Microvascular Experimentation in the Chick Chorioallantoic Membrane as a Model for Screening Angiogenic Agents including from Gene-Modified Cells

Abstract

The chick chorioallantoic membrane (CAM) assay model of angiogenesis has been highlighted as a relatively quick, low cost and effective model for the study of pro-angiogenic and anti-angiogenic factors. The chick CAM is a highly vascularised extraembryonic membrane which functions for gas exchange, nutrient exchange and waste removal for the growing chick embryo. It is beneficial as it can function as a treatment screening tool, which bridges the gap between cell based in vitro studies and in vivo animal experimentation. In this review, we explore the benefits and drawbacks of the CAM assay to study microcirculation, by the investigation of each distinct stage of the CAM assay procedure, including cultivation techniques, treatment applications and methods of determining an angiogenic response using this assay. We detail the angiogenic effect of treatments, including drugs, metabolites, genes and cells used in conjunction with the CAM assay, while also highlighting the testing of genetically modified cells. We also present a detailed exploration of the advantages and limitations of different CAM analysis techniques, including visual assessment, histological and molecular analysis along with vascular casting methods and live blood flow observations.

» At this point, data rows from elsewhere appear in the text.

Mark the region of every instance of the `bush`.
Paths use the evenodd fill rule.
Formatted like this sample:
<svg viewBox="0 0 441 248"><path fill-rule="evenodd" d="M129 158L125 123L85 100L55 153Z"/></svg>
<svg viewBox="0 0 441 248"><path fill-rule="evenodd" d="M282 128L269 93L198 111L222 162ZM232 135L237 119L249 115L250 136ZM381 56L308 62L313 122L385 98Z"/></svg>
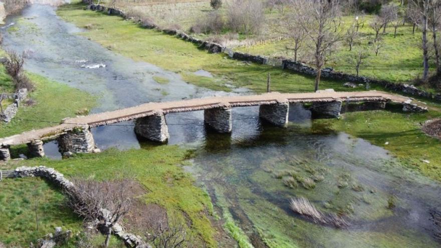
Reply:
<svg viewBox="0 0 441 248"><path fill-rule="evenodd" d="M15 52L8 52L8 58L5 63L6 71L12 78L16 85L16 90L26 88L28 91L34 90L34 85L23 72L25 55L19 55Z"/></svg>
<svg viewBox="0 0 441 248"><path fill-rule="evenodd" d="M198 23L193 25L190 28L190 32L195 34L218 34L224 29L224 20L219 12L212 11L199 20Z"/></svg>
<svg viewBox="0 0 441 248"><path fill-rule="evenodd" d="M261 1L232 0L227 10L229 28L237 33L257 34L260 33L265 21Z"/></svg>
<svg viewBox="0 0 441 248"><path fill-rule="evenodd" d="M214 10L217 10L222 7L222 0L210 0L210 5Z"/></svg>

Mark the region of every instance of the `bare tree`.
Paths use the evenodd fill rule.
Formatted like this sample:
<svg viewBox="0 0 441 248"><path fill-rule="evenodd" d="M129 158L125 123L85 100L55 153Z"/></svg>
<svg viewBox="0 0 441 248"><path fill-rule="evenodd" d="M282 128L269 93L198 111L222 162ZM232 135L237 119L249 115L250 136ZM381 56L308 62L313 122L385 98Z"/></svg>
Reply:
<svg viewBox="0 0 441 248"><path fill-rule="evenodd" d="M398 19L396 19L392 22L392 26L393 26L393 38L396 38L396 30L398 29L398 26L401 23L401 20Z"/></svg>
<svg viewBox="0 0 441 248"><path fill-rule="evenodd" d="M19 55L15 52L7 52L8 57L5 63L5 67L8 74L11 75L16 85L16 90L26 88L28 91L34 90L34 85L23 72L25 64L25 53Z"/></svg>
<svg viewBox="0 0 441 248"><path fill-rule="evenodd" d="M159 223L156 232L147 236L154 248L182 248L190 243L187 228L183 224Z"/></svg>
<svg viewBox="0 0 441 248"><path fill-rule="evenodd" d="M112 228L127 214L131 206L128 196L134 182L129 179L97 182L74 178L75 187L66 190L67 203L85 220L98 219L105 233L105 247L108 247Z"/></svg>
<svg viewBox="0 0 441 248"><path fill-rule="evenodd" d="M339 0L291 0L299 24L311 40L314 63L317 70L315 89L319 89L322 68L335 44L343 39L342 31L335 31L333 24L340 19Z"/></svg>
<svg viewBox="0 0 441 248"><path fill-rule="evenodd" d="M352 46L354 41L357 39L358 33L357 32L356 25L352 25L346 31L346 39L349 45L349 51L352 51Z"/></svg>
<svg viewBox="0 0 441 248"><path fill-rule="evenodd" d="M435 64L436 65L436 75L441 76L441 43L438 40L437 32L441 28L441 1L434 0L430 6L430 25L434 53Z"/></svg>
<svg viewBox="0 0 441 248"><path fill-rule="evenodd" d="M365 54L361 50L358 50L358 52L356 54L354 64L355 66L355 71L357 72L357 77L358 76L359 73L360 72L360 67L361 66L361 64L363 64L364 60L366 59L368 57L369 57L369 56L367 54Z"/></svg>
<svg viewBox="0 0 441 248"><path fill-rule="evenodd" d="M380 11L380 18L383 23L383 33L386 33L387 25L398 18L398 8L393 4L383 5Z"/></svg>
<svg viewBox="0 0 441 248"><path fill-rule="evenodd" d="M375 56L378 56L378 52L380 49L383 47L384 45L384 40L383 39L382 36L378 36L377 39L374 40L374 51L375 52Z"/></svg>
<svg viewBox="0 0 441 248"><path fill-rule="evenodd" d="M265 20L264 6L261 1L231 0L227 6L230 28L245 34L258 34Z"/></svg>
<svg viewBox="0 0 441 248"><path fill-rule="evenodd" d="M365 15L364 13L362 13L359 16L357 16L355 17L355 27L357 28L357 33L358 33L358 30L360 29L360 26L363 27L364 25L364 22L365 20Z"/></svg>
<svg viewBox="0 0 441 248"><path fill-rule="evenodd" d="M280 25L281 33L292 39L292 46L287 46L286 48L294 52L295 61L297 61L299 50L303 45L305 37L305 30L297 22L298 20L295 14L290 13L284 16Z"/></svg>
<svg viewBox="0 0 441 248"><path fill-rule="evenodd" d="M375 32L375 40L378 38L378 34L384 25L382 20L378 17L374 19L369 24L371 28Z"/></svg>
<svg viewBox="0 0 441 248"><path fill-rule="evenodd" d="M428 21L431 14L431 8L433 2L436 0L409 0L411 5L411 14L409 15L412 19L413 23L421 29L422 33L422 56L423 73L422 80L427 82L429 75L429 56L428 43L427 41L427 31L428 31Z"/></svg>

Keywords: angiogenesis; blood flow; cancer; chorioallantoic membrane (CAM); microcirculation; tumour.

Figure 1

Image of 7-day-old chick embryo with associated chick chorioallantoic membrane (CAM) and its vast vascular network of capillaries, veins and arteries visible. Image taken at 25× magnification.

Figure 2

Schematic of four-stage CAM assay process, along with approximate embryonic development days where this stage typically takes place. Stage 1: Activation is where eggs are put in a rotating incubator at 50% humidity to allow for preliminary development. Stage 2: Cultivation allows for visualisation of the embryo and CAM through either ex ovo cultivation where the eggshell is cracked with contents then transferred into a sterile petri dish, or in ovo cultivation where a saw tool is used to excise a window in the surface of the eggshell. Stage 3: Treatments such as cells, drugs or growth factors are applied. This can be through a variety of methods such as application of on-plants, pipetting directly onto the CAM surface or injection into the CAM vasculature. Finally, upon completion of the experiment, the chick embryo is sacrificed and the CAM is removed for analysis. Analysis can include visual observations of angiogenesis, histological examination, or molecular investigation.

Figure 3

4-day old chick embryo and associated chorioallantoic membrane (CAM) following (A) In ovo and (B) Ex ovo cultivation. The CAM expands as the embryo grows. Ex ovo cultivation is beneficial through the larger surface area available for experimentation, however embryo survival is impacted.

Figure 4

A 5-day-old chick embryo highlight CAM vasculature. The white stars represent anterior and posterior vitelline veins, while the black arrows indicate vitelline arteries and veins. The non-branching nature of the vitelline veins make it an ideal location for injections.

Figure 5

Examples of CAM analysis techniques to quantify angiogenic score following treatment. In the case of each of these methods, each blood vessel which fits specific criteria is given a score, with the accumulative score then determined for each on-plant/treatment. (A) Centripetal ordering method of angiogenic scoring, where vessels are assigned a score based on the order of their branching, with higher order vessels getting a higher score as described in DeFouw et al. [231]. (B) A range of concentric circles projected onto an image of a CAM where the total vascular index quantified based on the intersection of blood vessels with each of the circle, as described in Burggren et al. [230]. (C) Evaluation of a angiogenic response by scoring vessel branching as described by Ribatti et al. [32], this method involves the assigning of an angiogenic score ranging from 0–2 based on branching and angle of approach.